9. “Abortion sometimes helps poor women escape crushing financial burdens. Banning abortion would cause overpopulation and massive poverty.”
This kind of statement confuses “finding a solution” with “eliminating a problem.” Think of it this way: If the neighbor’s dog keeps pooping in your yard, and you go out and shoot the dog, you’ve eliminated a problem—but you haven’t come up with a solution.
Again, the point is that the preborn are people. You can’t justify killing a person because it eliminates a problem. If you use that line of reasoning, where does it stop?
Poverty is a problem. It’s a massive problem. But let’s keep working to find a solution to that problem, rather than taking unjust shortcuts that don’t consider the value of every human life.
10. “What about in cases of rape or incest?”
I can’t imagine the pain involved in something like this. It’s unspeakable.

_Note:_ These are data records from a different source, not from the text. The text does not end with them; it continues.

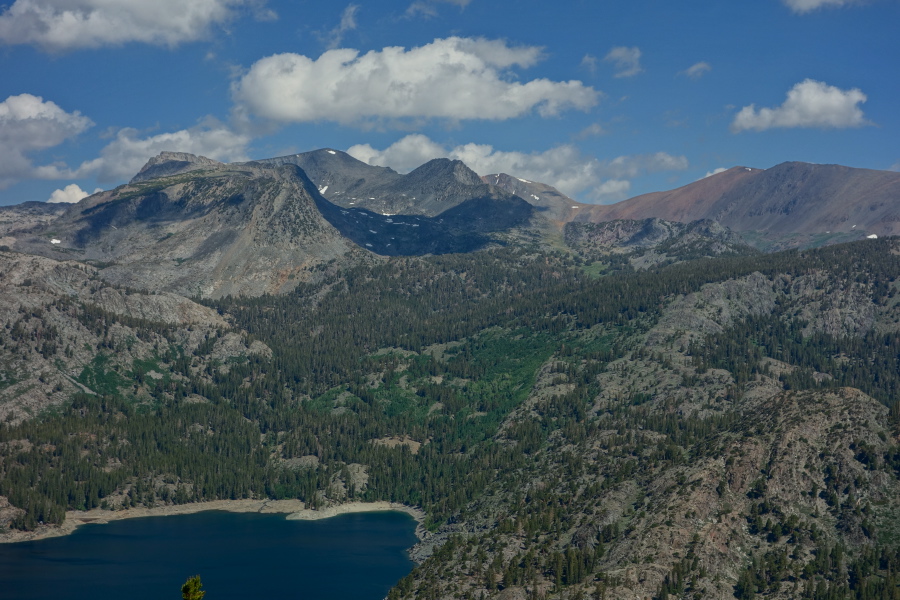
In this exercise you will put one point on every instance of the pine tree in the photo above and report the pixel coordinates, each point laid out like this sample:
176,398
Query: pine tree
191,589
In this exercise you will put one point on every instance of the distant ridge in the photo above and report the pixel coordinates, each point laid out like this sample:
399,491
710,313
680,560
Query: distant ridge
792,197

And many who ask this question are thinking less about abortion and more about an instance of personal abuse they’ve endured. (If that’s you or someone you know, please reach out to the National Sexual Assault Hotline, 800-656-4673.)
But in thinking about the preborn, we have to keep perspective. These kinds of tragic and heartbreaking cases make up less than 1 percent of all abortions. If we argue that abortion is moral in these cases, are we then agreeing that the other 99 percent of abortions are wrong?
The bigger point is that a person is not defined by the circumstances that brought them into the world. Whether a person is conceived by rape or incest doesn’t change the fact that they are still a person. I have talked with many adults who later discovered they were conceived by rape. This has been, as you would imagine, a difficult truth for them to grapple with. But never have I thought that these adults were less human.
Stay focused on the central question: Is the preborn baby a person? If they are, how they became a person is irrelevant.
That little person in the womb—regardless of how they got there and even when they are no bigger than the period at the end of this sentence—is made in the image of God. That speck has more value than all the planets and stars in the vast cosmos. God lovingly made them, Jesus died for them, and they have an eternal future.
Scientifically and scripturally, there is no question about how Jesus feels about these little children. “Let them come to me,” he says. Their lives are precious and valuable.
If you care about Jesus, you’ll care about the preborn children and not dismiss them, like the disciples did, as an inconvenience.